Publié dans #Sécurité publique

Publié le 16 Décembre 2020

À Aulnay-sous-Bois, les policiers municipaux sont équipés depuis cinq ans d’une caméra-piéton, bien visible sur la poitrine. Même lorsqu’elle n’est pas activée, la simple présence de l’outil suffirait à apaiser certaines tensions. "Les personnes auxquelles nous sommes confrontées, se sachant filmées, révisent leurs comportements et leurs paroles, si bien de notre côté que du leur, ça apaise les interventions", explique un policier en patrouille. 

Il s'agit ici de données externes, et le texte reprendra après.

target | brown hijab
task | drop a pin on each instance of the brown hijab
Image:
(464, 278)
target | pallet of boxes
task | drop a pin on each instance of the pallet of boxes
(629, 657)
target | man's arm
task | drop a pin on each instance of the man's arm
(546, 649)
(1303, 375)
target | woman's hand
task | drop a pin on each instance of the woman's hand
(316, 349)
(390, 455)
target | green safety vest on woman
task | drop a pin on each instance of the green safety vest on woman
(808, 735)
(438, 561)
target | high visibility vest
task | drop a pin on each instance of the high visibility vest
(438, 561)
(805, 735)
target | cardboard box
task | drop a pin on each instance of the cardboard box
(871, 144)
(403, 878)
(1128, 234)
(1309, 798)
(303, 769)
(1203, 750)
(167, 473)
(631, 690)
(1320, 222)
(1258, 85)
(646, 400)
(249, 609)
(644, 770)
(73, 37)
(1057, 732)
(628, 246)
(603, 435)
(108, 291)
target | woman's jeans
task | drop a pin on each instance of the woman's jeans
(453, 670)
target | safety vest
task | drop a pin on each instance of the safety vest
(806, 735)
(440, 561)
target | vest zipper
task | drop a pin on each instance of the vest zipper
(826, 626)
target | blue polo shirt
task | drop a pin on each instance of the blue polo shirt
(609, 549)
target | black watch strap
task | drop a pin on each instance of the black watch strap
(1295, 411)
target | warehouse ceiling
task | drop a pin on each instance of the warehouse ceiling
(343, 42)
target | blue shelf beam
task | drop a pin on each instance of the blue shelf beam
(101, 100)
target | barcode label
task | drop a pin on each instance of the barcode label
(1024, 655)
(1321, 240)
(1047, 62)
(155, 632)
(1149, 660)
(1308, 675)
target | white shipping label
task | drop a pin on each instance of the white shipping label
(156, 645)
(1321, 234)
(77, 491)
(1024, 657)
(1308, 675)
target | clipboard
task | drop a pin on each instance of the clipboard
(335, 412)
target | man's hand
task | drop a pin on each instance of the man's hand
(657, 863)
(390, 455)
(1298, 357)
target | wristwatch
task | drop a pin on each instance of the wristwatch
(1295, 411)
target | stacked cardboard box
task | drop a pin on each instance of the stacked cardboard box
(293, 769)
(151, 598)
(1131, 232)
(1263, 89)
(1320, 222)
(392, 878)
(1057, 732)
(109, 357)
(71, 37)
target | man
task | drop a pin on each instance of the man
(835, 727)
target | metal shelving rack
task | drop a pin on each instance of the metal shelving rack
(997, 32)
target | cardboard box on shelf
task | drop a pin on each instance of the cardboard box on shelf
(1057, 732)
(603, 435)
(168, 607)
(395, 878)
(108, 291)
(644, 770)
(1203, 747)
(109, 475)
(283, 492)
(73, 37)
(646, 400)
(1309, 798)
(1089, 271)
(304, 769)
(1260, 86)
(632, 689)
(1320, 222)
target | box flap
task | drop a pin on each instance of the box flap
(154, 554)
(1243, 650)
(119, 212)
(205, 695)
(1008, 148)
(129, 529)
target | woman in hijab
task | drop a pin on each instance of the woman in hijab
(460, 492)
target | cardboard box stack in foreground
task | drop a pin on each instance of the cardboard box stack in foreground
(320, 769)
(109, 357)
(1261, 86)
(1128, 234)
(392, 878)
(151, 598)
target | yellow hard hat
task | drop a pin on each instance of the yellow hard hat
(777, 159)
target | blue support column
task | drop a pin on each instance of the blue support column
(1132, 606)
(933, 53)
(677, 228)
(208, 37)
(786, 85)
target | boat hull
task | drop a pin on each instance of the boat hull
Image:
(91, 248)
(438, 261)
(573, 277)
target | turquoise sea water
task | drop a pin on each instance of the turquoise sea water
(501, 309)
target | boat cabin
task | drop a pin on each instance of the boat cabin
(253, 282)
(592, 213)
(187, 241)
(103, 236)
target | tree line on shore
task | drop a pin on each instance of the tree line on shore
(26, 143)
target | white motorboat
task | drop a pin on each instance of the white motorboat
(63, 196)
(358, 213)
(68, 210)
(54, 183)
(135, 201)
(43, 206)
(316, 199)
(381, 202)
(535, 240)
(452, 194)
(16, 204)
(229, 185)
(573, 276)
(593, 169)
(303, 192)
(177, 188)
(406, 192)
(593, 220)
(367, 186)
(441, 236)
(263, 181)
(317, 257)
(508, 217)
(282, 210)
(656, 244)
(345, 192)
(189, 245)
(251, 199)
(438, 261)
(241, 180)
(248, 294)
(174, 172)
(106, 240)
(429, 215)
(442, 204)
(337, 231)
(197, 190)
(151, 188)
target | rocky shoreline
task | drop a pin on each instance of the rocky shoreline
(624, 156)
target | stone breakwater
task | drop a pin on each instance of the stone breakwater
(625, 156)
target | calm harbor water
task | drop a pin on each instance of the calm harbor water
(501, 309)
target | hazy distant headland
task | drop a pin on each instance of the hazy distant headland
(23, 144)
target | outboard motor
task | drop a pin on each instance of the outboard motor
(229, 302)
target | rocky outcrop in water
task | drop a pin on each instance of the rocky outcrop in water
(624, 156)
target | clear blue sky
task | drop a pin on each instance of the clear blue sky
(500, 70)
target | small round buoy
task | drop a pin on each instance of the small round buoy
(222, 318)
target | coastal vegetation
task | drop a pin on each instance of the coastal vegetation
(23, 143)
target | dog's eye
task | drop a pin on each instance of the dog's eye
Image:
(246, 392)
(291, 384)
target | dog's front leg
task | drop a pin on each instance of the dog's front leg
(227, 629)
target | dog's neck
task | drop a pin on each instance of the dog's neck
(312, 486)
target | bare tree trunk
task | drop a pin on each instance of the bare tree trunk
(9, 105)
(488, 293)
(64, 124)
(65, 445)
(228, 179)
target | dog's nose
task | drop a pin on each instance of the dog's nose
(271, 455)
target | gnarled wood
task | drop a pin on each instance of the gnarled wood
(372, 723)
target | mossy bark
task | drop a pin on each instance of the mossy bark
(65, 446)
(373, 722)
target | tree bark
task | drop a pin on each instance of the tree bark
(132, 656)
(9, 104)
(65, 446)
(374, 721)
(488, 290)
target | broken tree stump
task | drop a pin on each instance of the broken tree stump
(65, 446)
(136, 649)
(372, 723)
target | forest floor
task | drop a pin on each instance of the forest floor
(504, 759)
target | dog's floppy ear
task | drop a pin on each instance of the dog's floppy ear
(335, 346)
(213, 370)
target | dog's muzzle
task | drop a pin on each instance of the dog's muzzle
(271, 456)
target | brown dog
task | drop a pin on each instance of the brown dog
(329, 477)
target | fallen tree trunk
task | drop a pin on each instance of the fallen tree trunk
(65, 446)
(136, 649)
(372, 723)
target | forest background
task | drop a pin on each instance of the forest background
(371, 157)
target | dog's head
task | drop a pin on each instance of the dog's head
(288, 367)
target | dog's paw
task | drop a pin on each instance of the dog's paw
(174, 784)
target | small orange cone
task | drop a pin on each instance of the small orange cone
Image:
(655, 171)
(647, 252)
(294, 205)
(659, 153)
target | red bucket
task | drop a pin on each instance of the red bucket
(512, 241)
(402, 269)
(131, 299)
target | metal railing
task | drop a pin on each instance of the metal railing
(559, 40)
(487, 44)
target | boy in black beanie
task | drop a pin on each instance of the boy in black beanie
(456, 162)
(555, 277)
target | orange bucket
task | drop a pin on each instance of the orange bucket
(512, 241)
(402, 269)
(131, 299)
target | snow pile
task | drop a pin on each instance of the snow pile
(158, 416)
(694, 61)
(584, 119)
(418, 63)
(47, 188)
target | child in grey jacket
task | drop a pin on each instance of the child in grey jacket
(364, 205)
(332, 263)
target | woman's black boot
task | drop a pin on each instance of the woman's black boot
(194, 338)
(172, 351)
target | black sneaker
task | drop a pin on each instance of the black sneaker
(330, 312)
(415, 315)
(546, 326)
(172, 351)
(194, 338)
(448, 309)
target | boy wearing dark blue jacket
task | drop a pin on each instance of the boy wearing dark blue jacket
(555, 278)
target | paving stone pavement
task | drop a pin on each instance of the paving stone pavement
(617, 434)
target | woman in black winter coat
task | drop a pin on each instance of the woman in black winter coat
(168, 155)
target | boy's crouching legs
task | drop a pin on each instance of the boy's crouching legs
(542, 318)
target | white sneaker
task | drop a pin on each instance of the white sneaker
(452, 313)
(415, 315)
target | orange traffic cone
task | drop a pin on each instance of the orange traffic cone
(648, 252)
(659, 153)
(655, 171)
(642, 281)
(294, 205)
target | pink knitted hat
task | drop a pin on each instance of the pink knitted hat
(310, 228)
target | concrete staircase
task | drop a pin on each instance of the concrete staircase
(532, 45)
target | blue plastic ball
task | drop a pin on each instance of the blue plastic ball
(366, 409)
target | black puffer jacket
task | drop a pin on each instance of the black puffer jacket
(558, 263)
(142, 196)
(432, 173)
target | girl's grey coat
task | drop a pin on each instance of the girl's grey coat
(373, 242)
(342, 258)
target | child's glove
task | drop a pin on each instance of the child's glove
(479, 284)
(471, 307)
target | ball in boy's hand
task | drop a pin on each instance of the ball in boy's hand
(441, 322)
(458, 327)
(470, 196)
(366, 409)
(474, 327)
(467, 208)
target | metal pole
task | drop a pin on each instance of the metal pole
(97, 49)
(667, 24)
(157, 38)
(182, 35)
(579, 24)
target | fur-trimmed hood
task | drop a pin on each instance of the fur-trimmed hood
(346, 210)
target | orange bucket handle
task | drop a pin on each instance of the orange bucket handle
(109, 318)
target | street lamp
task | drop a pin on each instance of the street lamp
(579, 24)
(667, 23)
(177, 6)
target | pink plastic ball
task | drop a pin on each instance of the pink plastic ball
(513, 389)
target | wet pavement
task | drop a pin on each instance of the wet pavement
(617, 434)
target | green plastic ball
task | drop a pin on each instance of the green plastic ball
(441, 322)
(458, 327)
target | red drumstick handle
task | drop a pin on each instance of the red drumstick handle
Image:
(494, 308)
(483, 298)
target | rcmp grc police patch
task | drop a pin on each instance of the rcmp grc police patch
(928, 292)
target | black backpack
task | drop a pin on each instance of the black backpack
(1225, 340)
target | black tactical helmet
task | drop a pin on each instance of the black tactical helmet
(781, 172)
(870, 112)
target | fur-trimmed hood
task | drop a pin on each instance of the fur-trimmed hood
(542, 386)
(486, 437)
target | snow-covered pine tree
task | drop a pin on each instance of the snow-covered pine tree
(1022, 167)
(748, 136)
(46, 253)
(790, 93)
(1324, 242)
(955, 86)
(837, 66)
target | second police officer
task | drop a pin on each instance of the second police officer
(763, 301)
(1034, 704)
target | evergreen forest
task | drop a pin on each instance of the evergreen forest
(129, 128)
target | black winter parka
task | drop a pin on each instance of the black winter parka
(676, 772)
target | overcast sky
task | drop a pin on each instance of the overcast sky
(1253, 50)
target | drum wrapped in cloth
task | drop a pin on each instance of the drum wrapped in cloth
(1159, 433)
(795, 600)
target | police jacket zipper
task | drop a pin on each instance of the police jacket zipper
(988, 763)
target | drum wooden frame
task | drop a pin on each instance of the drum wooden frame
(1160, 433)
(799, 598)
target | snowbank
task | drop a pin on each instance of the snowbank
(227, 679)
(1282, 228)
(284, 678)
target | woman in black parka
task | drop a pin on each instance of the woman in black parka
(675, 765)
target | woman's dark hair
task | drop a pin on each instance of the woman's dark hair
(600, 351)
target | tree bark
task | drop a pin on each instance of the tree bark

Vidéo. Baisse des outrages depuis que les policiers municipaux sont équipés d’une caméra-piéton à Aulnay-sous-Bois

Des avis mitigés 

Les habitants, eux, sont divisés. "Ça permet de rester en sécurité, commente un homme. Vous savez parfois, on a des policiers où ça ne va pas, on a des jeunes où ça ne va pas, donc c’est très bien une caméra." Un autre estime que "ce n’est que quand ça les arrange". La caméra-piéton n’est en effet déclenchée que lorsque le policier le souhaite. Depuis l’instauration de la caméra-piéton, le nombre d’outrages a baissé de 25%, selon la mairie. 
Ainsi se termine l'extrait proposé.